Assume a 3 suit board. K-xs can only lose to A-xs (forget boats or greater for this discussion). So that hand must have the suit A (18/45 or 40%) and the other card must be the suit (13 - my 2 - board 3 - suit A = 7 so 7/44 = 15.9%). Combining, there's only a 6.4% chance that my K-xs will be beat be an A-xs given a 3 flush board. Of course, when the board shows a 4 flush, now I'm only a 60% favorite. Is this correct? I've had a lot of success with these hands yet I don't see this play mentioned a lot. Unless the miracle K-K-x flops, the key is bailing even if a lone K is flopped.

punkass
07-01-2003, 01:38 PM
Maybe I'm missing something, as Im no expert in probability. Where's the 18/45 coming from? particularly the 18.

Festus22
07-01-2003, 02:20 PM
Assuming a 10 handed HE game, you have two cards, the board has 5 and the other players have 18 of the remaining 45 unseen cards. So there's an 18/45 chance one of them holds one specific card.

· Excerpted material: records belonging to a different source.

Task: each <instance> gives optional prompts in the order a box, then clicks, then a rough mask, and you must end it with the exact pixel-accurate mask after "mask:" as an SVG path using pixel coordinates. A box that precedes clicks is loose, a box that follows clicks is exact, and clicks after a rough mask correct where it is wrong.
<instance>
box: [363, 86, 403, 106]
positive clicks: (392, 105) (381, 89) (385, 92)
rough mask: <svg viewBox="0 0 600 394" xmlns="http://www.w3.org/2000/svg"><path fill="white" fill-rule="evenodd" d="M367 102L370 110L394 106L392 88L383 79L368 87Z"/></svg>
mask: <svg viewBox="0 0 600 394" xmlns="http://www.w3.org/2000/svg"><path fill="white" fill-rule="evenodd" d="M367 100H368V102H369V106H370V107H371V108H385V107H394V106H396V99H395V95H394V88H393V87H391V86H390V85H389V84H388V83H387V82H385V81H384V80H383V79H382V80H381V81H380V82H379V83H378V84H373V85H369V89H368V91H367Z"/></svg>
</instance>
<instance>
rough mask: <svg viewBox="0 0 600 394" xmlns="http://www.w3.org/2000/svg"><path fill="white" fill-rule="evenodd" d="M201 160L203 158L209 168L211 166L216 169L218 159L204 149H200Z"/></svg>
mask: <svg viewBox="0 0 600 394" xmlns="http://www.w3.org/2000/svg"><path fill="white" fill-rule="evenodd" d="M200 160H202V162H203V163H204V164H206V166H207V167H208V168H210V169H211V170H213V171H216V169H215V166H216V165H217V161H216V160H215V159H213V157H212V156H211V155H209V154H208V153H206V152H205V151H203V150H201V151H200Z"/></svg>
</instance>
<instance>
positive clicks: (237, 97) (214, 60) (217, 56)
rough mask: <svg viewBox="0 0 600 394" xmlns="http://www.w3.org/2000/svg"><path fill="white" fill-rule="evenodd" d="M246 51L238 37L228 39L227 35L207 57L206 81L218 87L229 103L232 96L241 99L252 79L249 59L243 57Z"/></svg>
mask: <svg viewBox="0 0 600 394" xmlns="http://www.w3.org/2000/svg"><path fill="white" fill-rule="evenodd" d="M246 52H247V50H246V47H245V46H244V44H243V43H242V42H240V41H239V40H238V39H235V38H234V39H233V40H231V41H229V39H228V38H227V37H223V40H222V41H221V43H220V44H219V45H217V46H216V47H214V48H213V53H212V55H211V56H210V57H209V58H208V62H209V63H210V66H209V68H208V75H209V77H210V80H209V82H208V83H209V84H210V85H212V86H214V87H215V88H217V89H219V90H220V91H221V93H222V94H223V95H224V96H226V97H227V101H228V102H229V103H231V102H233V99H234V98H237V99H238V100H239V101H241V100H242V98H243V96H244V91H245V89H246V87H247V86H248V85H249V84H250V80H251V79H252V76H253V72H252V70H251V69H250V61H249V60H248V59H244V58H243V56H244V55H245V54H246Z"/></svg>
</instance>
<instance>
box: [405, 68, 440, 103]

In my question, that card is the A of the suit I hold.

TJSWAN
07-01-2003, 02:37 PM
Where I play you will beat a lot of smaller flush draws with KXs then the rare time the AXs is out there.

Copernicus
07-01-2003, 04:05 PM
Your approach isnt quite correct but the result is close enough. For a particular one of the other 9 at the table to have you beat he must have started with the A (1/45) and other (7/44) of the suit, times 2 because order doesnt matter. That is only a .707% probability. To find the probability for any one of the 9, subtract that from 1 (giving the probability he doesnt have it) raise it to the 9th power (giving the probability none of the 9 have it), and subtract that from 1, or 6.2%.